Prior to procurement, we conducted extensive market-testing in 2013 and
2014, with visits to labs and factories in US and EU, to talk with
engineers and clients, and to test some of our footage on different
film-scanners. The Scanity handles some of the most shrunken and
damaged historical film, while producing excellent image quality at
higher speeds than other machines.
The NFSA has more than 91,600 16-mm films in the
collection. We need to scan film at high-enough rates to progress
through a sufficient amount of footage each year. The Scanity provides
real-time 2k scanning at 24-25 frames per second, and allows us to scan
optical or magnetic soundtracks in one pass. A significant percentage
of our films are sole-surviving composite prints, rather than earlier
production elements, although we hold a number of original negatives,
camera-reversal and intermediates. We have been experimenting with Log
and Linear scanning of high-contrast film stocks, and we are interested
in testing the High Dynamic Range options developed by DFT.

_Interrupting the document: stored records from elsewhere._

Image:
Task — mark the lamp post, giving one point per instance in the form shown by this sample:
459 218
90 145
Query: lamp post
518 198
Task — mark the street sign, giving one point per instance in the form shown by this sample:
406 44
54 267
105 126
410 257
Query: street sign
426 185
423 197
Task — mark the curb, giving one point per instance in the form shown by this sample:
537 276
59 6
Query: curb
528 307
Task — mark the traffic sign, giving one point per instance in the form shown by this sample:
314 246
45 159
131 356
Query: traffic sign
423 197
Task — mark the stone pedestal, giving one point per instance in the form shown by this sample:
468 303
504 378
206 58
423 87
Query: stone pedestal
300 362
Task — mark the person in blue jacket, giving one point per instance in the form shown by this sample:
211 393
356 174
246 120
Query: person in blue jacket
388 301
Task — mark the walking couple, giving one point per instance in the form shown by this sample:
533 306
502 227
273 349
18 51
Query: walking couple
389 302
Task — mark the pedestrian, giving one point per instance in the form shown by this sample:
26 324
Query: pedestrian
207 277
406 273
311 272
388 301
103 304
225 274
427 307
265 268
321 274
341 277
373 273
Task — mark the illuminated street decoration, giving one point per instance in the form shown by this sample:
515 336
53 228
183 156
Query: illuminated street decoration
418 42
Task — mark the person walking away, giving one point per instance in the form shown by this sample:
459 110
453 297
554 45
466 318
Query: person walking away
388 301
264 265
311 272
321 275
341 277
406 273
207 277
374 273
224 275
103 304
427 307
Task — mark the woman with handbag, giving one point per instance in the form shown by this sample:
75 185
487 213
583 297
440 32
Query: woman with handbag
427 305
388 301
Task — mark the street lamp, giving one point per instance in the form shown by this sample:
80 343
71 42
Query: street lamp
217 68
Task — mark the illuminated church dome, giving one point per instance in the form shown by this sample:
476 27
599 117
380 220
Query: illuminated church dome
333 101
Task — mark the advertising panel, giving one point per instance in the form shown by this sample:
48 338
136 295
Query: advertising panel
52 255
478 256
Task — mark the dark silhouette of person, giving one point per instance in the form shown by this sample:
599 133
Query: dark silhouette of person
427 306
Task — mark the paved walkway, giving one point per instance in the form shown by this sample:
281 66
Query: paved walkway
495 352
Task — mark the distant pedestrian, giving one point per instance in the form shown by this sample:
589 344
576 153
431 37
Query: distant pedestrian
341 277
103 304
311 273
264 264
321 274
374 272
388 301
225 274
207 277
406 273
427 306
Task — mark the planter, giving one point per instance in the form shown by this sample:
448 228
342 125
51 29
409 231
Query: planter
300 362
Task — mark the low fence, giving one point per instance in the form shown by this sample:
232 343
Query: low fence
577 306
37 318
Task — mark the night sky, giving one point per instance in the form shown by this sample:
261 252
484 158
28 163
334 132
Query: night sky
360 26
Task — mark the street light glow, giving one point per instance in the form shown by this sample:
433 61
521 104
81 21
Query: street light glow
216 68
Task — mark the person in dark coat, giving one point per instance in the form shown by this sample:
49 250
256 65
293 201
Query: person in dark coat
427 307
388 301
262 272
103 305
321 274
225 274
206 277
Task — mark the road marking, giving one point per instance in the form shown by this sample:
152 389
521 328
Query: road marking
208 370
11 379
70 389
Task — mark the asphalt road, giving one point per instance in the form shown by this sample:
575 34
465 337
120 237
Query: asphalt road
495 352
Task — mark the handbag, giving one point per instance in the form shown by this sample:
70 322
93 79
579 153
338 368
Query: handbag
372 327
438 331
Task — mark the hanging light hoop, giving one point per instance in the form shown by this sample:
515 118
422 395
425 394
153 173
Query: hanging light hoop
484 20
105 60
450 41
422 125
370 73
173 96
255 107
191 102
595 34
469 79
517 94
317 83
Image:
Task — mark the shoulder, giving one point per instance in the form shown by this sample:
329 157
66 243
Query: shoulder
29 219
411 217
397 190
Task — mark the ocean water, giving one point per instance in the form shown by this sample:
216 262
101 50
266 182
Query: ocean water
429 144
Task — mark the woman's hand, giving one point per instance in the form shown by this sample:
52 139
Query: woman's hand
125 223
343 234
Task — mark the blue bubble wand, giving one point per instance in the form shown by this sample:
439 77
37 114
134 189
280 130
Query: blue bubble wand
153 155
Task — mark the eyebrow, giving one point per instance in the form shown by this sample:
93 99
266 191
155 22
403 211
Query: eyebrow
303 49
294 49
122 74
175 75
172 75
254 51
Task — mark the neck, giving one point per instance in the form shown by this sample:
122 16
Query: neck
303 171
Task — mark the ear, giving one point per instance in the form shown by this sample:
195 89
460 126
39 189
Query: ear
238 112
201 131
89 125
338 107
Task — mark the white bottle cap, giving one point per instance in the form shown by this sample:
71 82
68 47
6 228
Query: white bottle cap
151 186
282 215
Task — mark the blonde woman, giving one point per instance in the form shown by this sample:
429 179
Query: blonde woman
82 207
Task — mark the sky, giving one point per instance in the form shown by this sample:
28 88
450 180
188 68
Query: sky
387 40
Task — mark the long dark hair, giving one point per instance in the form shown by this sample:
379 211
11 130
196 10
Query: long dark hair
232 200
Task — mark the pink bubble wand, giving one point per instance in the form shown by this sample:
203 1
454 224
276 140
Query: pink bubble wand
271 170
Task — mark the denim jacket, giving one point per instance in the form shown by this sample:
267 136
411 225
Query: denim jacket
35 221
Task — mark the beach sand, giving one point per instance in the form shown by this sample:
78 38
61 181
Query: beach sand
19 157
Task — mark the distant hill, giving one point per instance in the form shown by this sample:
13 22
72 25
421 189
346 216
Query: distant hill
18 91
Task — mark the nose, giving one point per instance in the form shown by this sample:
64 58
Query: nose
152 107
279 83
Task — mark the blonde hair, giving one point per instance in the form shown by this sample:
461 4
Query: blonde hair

One of the first projects involved scanning the Wirth Family Home
Movies collection, approximately fifty 16mm films, mostly donated by
family members. In 1882, the Wirth family, of German origin, launched
what became Australia's largest, most prestigious circus company. For
eight decades Wirths was Australia’s ‘Greatest Show on Earth’, a large
travelling circus of international standard and reputation. The circus
toured Australia extensively and also embarked on world tours. It was
disbanded only in 1963.
The Wirth family's films document their lifestyle
– the grand homes, overseas travel, family, friends and parties.
Circus footage is the highlight of the collection, with performances,
animals, big-top tents and behind-the-scenes circus life. The films were
recorded from 1925, just after the introduction of 16-mm film, to
around 1950. It is believed that most of the films were taken by George
Wirth (one of the Circus' founders) and his wife Margaret.
The Collection contains a large amount of high-contrast
black-and-white, and later colour-reversal, mostly un-spliced shot-edits
in camera. As with most films from this era, we encountered plenty of
shrinkage and other damage, although the Scanity handles these smoothly
with good focus and registration. We've discussed whether the new
wet-gate option on the Scanity would be useful for reducing blemishes
from embedded dirt. The NFSA catalogue may be searched for information
on the Wirth family and the National Collection at https://www.nfsa.gov.au/collection/search-collection/
The NFSA continues to print and process black
& white 35-mm film, but hopes to progress to scanning 35-mm colour
film in the near future. We have a significant challenge ahead in
restoring colour film from the early 1970s, when the Australian film
industry underwent significant re-invigoration. Many of these film
elements are now around 40 years old, and hundreds of these films have
undergone significant dye-fade, shrinkage and other problems, prior to
being deposited into the NFSA's cool dry storage repositories. In some
cases, the deterioration is so severe that conventional photo-mechanical
and photo-chemical processing is insufficient to restore the quality of
the original images. A small number of low-budget or limited-release
titles survive only on 16-mm, but the majority are on 35-mm.
The NFSA preserves more than 240,000 films, within a collection of
more than 2 million items including audio, video, documents and
artefacts. We present screenings, footage-sales, and content for
broadcast and online delivery around the world.
The installation of the NFSA scanner was handled
by Future Reality, which represents DFT in Australian and New Zealand.
As a supplier of creative technology systems, software and services for
the local film, broadcast television and post-production industries,
Future Reality was able to undertake the complete integration of the
Scanity system with the NFSA’s new and existing infrastructure.
“Preserving Australia’s film history is a vital
part of our country’s culture and we are proud to have been involved
with the NFSA and DFT on this important project,” said David Edgar,
Managing Director of Future Reality.